In this case, the respondent’s deponents acknowledge that, in accepting the cheque, the applicant made it clear that he did not have authority to compromise and that the matter would have to be referred to the District Manager. It was referred to the District Manager. Two days after the cheque was accepted the applicant told Mr. C that the District Manager would not consider the offer without a detailed submission from the tax agent. It is implicit in the respondent’s response to this application that that meant that, once Mr. C furnished the documentation on the basis of which he calculated the respondent’s total liability at €400,000, the compromise of the respondent’s tax liability would automatically become effective and the Revenue Commissioners’ review of the respondent’s compliance with the bogus non-resident accounts disclosure scheme and the 1993 amnesty would automatically cease. That does not stand up to objective scrutiny. No reasonable accountant would have interpreted the message the applicant conveyed to Mr. C on 10th September, 2004 in that way. On an objective appraisal, the message could only have meant that the District Manager wanted to assess the appropriateness of settling on the basis of the amount tendered by reference to Mr. C’s computations.
It was submitted on behalf of the respondent that if the Revenue Commissioners intended to accept the cheque in part satisfaction, one of the following courses should have been adopted:
(a) it should have been made clear to the respondent that that was the intention, or
(b) the cheque should not have been presented for payment; or
(c) before it was presented for payment the respondent should have been told that it was being accepted on account of his liability and that, if that was not acceptable to him, he could withdraw it.
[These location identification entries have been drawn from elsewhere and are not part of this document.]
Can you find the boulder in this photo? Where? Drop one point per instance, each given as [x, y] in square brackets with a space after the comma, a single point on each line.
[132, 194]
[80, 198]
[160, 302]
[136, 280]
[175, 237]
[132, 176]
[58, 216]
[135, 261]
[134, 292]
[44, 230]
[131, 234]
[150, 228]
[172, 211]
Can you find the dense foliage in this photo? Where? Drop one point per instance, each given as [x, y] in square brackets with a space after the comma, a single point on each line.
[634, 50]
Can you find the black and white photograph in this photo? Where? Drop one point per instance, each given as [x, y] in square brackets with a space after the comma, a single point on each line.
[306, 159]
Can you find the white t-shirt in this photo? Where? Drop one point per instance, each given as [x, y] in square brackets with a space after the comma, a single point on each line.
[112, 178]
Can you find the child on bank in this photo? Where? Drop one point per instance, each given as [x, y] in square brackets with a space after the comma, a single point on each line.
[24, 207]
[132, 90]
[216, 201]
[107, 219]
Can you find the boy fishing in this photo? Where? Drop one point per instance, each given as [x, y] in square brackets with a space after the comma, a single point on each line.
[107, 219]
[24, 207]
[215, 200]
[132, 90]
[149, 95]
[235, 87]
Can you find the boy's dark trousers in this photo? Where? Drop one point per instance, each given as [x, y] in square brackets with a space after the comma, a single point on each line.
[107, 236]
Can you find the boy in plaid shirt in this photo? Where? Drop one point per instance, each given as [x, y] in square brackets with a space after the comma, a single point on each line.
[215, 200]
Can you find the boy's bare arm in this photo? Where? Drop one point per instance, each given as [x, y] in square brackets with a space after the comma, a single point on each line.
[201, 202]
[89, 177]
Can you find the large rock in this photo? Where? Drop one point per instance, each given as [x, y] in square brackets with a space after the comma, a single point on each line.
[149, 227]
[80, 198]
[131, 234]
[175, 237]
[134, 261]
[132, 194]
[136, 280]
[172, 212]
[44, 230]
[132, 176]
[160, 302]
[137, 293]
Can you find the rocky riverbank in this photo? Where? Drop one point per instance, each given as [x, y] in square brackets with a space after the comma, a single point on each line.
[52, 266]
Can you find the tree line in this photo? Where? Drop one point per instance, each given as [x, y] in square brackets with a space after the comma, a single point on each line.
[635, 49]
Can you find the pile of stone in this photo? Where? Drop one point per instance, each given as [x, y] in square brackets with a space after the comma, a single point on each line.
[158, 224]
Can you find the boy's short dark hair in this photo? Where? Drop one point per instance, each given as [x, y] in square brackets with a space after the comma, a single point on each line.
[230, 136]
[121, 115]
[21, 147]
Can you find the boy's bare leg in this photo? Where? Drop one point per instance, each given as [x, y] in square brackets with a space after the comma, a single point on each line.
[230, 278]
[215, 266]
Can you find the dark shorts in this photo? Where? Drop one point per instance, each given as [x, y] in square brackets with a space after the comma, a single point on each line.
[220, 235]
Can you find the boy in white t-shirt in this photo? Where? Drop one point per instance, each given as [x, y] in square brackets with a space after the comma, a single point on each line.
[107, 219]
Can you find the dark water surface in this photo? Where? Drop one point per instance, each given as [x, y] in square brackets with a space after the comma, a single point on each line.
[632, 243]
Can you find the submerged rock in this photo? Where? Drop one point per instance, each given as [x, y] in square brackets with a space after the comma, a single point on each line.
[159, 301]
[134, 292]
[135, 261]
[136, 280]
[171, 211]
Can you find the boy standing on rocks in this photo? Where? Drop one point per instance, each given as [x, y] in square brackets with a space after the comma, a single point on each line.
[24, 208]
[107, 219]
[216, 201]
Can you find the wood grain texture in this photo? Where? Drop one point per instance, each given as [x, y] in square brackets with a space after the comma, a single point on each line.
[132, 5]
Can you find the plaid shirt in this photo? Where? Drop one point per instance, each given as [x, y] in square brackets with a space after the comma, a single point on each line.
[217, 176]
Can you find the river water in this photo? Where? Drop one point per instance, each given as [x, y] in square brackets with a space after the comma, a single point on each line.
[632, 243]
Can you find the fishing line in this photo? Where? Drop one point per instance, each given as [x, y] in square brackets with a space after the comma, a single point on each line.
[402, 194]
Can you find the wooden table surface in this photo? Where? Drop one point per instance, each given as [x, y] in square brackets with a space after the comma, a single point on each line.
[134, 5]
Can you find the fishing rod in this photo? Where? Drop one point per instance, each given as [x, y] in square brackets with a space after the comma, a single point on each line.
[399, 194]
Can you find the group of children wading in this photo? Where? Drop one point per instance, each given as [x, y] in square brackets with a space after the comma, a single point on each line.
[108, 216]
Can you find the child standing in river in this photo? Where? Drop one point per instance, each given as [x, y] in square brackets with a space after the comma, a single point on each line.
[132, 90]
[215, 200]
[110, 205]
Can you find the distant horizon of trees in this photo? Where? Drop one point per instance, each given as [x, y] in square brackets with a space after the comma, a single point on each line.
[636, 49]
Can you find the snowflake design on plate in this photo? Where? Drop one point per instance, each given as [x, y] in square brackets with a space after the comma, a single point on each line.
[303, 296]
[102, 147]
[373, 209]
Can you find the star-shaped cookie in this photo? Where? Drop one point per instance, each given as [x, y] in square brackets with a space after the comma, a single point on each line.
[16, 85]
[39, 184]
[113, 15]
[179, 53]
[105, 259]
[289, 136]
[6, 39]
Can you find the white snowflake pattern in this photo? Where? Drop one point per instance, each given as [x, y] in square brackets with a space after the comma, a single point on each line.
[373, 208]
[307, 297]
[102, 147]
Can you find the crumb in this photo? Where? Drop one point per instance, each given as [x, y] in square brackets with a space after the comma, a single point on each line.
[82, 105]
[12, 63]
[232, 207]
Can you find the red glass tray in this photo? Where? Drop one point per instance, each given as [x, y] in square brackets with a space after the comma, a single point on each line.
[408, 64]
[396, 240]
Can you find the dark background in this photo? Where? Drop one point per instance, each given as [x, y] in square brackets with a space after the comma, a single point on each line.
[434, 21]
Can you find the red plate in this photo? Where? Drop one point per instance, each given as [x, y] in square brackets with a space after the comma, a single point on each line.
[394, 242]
It is not clear on the evidence when the respondent’s cheque was cleared or when the respondent became aware that it had been cleared. Whenever that happened, in view of the agreed position as to what had transpired at the meeting of 8th September, 2004 and the conversation between the applicant and the respondent’s agent, Mr. C, on 10th September, 2004, looking at the matter objectively the respondent and his advisers could not have concluded that the Revenue Commissioners were accepting the cheque in full and final settlement of the respondent’s liability.
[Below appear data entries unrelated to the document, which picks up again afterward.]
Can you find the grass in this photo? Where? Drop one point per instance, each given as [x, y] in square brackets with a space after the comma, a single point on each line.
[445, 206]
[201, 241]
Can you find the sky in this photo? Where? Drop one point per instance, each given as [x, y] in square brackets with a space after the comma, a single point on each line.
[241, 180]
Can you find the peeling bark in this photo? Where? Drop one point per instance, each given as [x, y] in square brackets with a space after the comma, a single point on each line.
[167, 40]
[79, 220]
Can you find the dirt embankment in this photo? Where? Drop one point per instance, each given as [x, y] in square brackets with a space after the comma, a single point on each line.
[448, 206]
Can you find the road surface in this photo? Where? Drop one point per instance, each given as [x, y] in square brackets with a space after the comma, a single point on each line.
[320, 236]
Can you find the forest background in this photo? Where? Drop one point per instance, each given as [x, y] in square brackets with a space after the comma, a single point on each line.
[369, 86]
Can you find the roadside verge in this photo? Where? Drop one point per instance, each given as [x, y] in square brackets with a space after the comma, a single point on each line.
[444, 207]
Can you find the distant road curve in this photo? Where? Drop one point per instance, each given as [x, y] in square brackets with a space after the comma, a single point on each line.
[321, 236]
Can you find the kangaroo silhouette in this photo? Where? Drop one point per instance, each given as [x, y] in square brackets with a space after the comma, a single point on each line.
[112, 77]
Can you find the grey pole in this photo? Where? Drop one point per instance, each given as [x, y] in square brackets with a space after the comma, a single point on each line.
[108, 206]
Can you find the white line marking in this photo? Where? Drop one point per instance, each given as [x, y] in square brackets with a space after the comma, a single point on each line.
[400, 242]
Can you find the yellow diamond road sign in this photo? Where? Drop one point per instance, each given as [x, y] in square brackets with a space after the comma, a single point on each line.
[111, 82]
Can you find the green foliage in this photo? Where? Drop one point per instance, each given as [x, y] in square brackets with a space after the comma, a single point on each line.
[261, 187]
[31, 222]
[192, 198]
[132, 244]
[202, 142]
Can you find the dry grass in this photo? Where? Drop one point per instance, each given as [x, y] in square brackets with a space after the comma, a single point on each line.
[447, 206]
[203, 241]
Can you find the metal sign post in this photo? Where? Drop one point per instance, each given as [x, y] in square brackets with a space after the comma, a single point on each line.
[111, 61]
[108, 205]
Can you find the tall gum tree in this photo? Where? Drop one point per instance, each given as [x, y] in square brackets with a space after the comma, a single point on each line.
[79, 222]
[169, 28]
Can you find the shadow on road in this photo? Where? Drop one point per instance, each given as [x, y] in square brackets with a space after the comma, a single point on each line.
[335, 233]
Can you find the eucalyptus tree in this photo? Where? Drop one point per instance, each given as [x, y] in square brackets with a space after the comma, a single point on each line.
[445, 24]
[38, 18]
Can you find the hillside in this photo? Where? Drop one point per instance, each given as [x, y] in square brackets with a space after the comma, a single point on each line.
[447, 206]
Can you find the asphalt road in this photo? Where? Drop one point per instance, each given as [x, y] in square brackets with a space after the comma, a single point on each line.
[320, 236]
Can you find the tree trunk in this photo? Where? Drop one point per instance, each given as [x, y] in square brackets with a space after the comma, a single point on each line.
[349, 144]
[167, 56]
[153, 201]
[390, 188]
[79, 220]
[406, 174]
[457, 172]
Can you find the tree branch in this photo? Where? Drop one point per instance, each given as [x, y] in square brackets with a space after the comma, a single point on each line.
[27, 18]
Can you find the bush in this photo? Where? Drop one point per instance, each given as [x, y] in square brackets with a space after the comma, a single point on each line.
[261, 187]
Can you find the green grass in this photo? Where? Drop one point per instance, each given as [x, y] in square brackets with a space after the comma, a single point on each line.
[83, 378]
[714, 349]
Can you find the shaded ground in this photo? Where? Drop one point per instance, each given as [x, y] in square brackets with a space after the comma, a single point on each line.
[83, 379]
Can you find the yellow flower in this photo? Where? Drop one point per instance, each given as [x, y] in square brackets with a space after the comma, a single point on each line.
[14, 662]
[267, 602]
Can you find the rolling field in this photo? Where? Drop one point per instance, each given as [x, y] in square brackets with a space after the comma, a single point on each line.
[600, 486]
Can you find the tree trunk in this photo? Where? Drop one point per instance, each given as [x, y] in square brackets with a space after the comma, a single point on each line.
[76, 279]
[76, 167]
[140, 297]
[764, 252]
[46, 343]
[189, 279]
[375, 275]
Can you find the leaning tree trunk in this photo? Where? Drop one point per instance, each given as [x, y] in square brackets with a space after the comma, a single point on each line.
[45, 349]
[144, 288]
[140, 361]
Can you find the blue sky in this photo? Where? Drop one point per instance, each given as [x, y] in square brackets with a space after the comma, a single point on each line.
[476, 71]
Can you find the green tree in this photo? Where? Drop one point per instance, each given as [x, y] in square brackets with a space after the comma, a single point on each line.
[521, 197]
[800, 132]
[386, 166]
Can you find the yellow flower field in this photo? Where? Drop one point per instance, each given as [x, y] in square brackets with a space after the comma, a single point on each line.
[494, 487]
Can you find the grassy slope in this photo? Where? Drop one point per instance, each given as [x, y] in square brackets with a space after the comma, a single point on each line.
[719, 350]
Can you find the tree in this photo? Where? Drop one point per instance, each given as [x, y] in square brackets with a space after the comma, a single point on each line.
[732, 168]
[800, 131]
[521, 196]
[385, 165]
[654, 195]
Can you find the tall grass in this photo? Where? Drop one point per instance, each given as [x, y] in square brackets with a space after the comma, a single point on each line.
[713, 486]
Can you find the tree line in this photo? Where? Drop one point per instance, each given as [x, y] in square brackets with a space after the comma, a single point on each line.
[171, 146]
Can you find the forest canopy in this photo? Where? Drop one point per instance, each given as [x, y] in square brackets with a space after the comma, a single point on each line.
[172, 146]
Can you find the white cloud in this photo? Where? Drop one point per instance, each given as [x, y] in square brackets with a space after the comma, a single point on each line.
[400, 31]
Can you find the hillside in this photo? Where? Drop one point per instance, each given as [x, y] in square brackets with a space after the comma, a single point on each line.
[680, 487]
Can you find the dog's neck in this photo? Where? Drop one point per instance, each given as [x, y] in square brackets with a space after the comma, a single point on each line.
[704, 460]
On the basis of the undisputed primary facts, in my view, the only inference which can be drawn is that there was no meeting of minds that acceptance of the cheque and receiving value for it by the Revenue Commissioners was in full and final settlement of the respondent’s liabilities arising from the BNR 1 disclosure and the 1993 amnesty so as to terminate the revenue review.
The power conferred on the court by s. 908 is a discretionary power. Therefore, the question of prejudice has to be considered. It was suggested, not too forcibly it has to be acknowledged, that the respondent was prejudiced by not having been given the opportunity to withdraw the cheque. It is hard to see how there is any substance in this argument given that the respondent’s own evidence is that the cheque tendered represented the balance due by him to the Revenue Commissioners “more or less” and that there was not much in the difference. If the Revenue had not got value for the cheque, interest would have continued to run on the totality of the respondent’s liability which, on the respondent’s own case, is in the region of €278,000.
There will be an order in the terms sought by the applicant.